4 - Meister & Schüler

Eine Woche später: Heute trainierten wir in gewohnter Umgebung – dem gemieteten Raum eines Tanzstudios. Wir übten unsere bisherigen Choreographien, überlegten uns jedoch auch schon weitere Tanzposen für unsere neueste Choreo. Gerade hatten wir den Tanz beendet und standen keuchend im Raum verteilt, als es plötzlich an der Tür klopfte. Als ich den Blick an den Spiegeln vorbei zur Tür gleiten ließ, erkannte ich unseren Besucher: J-Hope. Als auch die anderen ihn entdeckten, verbeugte er sich respektvoll zur Begrüßung. „Hi zusammen. Wie läuft's?" Meine Kameraden liefen ihm augenblicklich entgegen, nur ich zögerte etwas und schloss ganz langsam hinter ihnen auf. Nachdem J-Hope einem nach dem anderen die Hand gereicht hatte, war ich an der Reihe. Er hielt inne und begann mich aufmerksam zu beobachten, als ich zögerlich vor ihm zum Stehen kam. „Ich denke, wir holen uns mal einen Eiskaffee, was meint ihr?", raunte Elli und schon eilten ihr alle nach und ließen J-Hope und mich allein zurück.

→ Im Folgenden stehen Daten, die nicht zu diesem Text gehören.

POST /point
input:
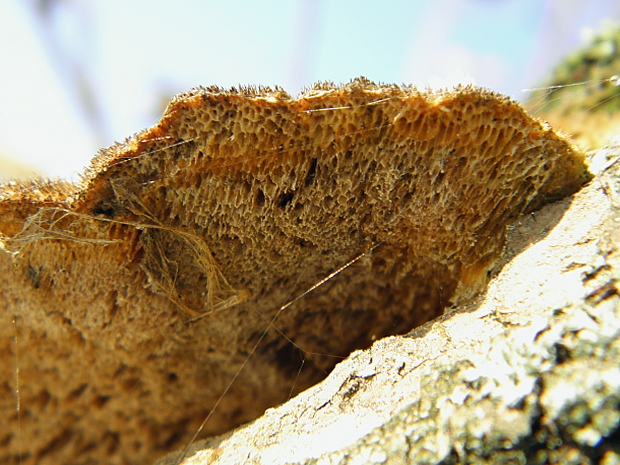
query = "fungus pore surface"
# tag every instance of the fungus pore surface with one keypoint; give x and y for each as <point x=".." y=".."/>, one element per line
<point x="139" y="293"/>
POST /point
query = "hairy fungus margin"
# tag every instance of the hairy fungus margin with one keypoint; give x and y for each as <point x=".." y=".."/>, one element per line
<point x="237" y="201"/>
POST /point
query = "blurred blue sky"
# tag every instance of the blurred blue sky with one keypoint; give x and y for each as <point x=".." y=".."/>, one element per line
<point x="79" y="75"/>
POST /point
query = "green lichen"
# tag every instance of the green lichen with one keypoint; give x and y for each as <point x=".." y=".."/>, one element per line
<point x="594" y="65"/>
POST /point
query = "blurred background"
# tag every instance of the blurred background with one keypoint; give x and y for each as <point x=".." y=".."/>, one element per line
<point x="78" y="75"/>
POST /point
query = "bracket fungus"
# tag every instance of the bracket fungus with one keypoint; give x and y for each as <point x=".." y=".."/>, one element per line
<point x="140" y="291"/>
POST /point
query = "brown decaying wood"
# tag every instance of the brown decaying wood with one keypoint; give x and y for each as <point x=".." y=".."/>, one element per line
<point x="234" y="203"/>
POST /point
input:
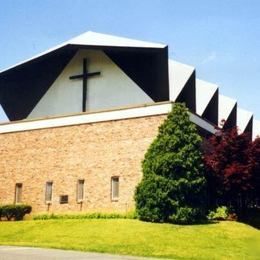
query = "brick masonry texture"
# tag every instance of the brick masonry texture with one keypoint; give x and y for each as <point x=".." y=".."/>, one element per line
<point x="94" y="152"/>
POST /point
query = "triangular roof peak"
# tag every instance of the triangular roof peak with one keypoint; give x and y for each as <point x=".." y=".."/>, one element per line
<point x="90" y="38"/>
<point x="100" y="39"/>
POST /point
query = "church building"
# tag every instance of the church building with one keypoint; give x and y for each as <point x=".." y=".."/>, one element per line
<point x="80" y="117"/>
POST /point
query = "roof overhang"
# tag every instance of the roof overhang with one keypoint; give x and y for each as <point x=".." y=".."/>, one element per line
<point x="24" y="84"/>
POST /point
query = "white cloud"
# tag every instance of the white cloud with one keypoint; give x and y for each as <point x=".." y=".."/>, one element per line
<point x="211" y="57"/>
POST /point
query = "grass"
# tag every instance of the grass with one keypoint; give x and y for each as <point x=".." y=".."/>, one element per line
<point x="224" y="240"/>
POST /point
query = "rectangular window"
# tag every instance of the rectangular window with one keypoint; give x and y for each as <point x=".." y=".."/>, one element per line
<point x="80" y="190"/>
<point x="18" y="192"/>
<point x="48" y="191"/>
<point x="114" y="188"/>
<point x="64" y="199"/>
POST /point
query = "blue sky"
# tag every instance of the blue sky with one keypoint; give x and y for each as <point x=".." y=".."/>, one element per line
<point x="220" y="38"/>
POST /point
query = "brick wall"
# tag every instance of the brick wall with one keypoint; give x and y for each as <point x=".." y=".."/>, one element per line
<point x="94" y="152"/>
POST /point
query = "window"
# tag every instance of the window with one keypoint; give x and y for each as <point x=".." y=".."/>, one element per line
<point x="64" y="199"/>
<point x="18" y="192"/>
<point x="48" y="192"/>
<point x="80" y="190"/>
<point x="114" y="188"/>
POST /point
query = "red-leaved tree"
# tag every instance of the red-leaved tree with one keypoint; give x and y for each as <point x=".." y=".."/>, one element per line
<point x="229" y="174"/>
<point x="254" y="166"/>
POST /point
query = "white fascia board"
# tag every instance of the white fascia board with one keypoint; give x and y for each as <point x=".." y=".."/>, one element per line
<point x="243" y="118"/>
<point x="204" y="93"/>
<point x="3" y="116"/>
<point x="225" y="107"/>
<point x="179" y="74"/>
<point x="256" y="129"/>
<point x="94" y="117"/>
<point x="99" y="39"/>
<point x="95" y="39"/>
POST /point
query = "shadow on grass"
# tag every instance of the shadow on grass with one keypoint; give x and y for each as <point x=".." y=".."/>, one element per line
<point x="252" y="218"/>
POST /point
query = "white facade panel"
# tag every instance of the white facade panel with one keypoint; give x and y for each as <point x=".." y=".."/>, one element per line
<point x="112" y="88"/>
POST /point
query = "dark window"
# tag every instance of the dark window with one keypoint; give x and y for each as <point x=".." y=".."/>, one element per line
<point x="64" y="199"/>
<point x="48" y="191"/>
<point x="114" y="188"/>
<point x="80" y="190"/>
<point x="18" y="192"/>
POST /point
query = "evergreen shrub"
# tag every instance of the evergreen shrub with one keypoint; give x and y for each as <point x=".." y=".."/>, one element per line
<point x="14" y="211"/>
<point x="173" y="184"/>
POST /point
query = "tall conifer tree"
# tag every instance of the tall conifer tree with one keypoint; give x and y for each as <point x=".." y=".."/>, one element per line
<point x="173" y="184"/>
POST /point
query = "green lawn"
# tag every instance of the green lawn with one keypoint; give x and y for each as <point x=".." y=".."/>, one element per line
<point x="224" y="240"/>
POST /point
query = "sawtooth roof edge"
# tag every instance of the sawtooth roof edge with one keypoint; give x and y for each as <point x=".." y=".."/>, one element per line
<point x="179" y="74"/>
<point x="204" y="93"/>
<point x="226" y="105"/>
<point x="256" y="129"/>
<point x="92" y="39"/>
<point x="243" y="119"/>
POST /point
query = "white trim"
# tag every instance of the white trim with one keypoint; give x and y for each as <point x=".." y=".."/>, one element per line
<point x="95" y="39"/>
<point x="127" y="113"/>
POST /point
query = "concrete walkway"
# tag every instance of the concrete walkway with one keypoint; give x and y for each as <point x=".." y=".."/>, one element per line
<point x="31" y="253"/>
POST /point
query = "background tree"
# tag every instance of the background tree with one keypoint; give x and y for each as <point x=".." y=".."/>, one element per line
<point x="229" y="177"/>
<point x="254" y="167"/>
<point x="173" y="184"/>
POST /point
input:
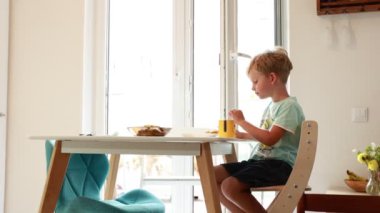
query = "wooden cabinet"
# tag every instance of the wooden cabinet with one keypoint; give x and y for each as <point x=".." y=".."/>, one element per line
<point x="329" y="7"/>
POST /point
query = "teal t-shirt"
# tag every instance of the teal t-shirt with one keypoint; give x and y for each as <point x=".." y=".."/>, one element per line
<point x="288" y="115"/>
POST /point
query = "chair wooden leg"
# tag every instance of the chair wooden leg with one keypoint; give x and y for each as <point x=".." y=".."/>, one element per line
<point x="109" y="191"/>
<point x="57" y="170"/>
<point x="301" y="204"/>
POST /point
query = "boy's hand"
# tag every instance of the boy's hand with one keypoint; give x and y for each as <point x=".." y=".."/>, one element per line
<point x="237" y="116"/>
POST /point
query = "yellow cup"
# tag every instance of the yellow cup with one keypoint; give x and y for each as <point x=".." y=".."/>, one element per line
<point x="226" y="129"/>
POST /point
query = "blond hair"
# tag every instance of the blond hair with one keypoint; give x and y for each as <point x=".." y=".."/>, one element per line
<point x="276" y="61"/>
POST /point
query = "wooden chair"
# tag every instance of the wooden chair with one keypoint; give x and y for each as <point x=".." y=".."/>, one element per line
<point x="289" y="195"/>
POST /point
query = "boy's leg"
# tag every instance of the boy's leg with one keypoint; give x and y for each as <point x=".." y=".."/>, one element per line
<point x="221" y="174"/>
<point x="239" y="194"/>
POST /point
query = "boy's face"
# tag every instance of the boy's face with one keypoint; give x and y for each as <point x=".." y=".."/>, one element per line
<point x="261" y="83"/>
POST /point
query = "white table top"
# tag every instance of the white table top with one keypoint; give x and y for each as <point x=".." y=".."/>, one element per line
<point x="344" y="190"/>
<point x="141" y="144"/>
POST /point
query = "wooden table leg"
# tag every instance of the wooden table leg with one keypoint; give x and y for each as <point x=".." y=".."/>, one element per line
<point x="109" y="191"/>
<point x="57" y="170"/>
<point x="207" y="176"/>
<point x="230" y="158"/>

Verlegen blickte ich zu Boden auf meine Füße. „Hallo...", murmelte ich, doch es kam keine Antwort. Erst als ich den Blick hob, begegnete ich seinem nachdenklichen Blick, der auf mir ruhte. „Es...hmhm...", unterbrach ich mich und räusperte mich, als mir vor Aufregung die Stimme wegbrach. „Es tut mir leid, dass ich dich neulich einfach so hab stehen lassen. Ich war sehr über mich selbst verärgert... ich...ich bin Kyla." Zaghaft streckte ich meine Hand zur Begrüßung aus. „Kannst du mir verzeihen?" Das ich diesen Satz rausbrachte, machte mich in diesem Moment ungemein stolz auf mich selbst. Auf J-Hopes Gesicht bahnte sich ein versöhnliches Lächeln seinen Weg an die Oberfläche.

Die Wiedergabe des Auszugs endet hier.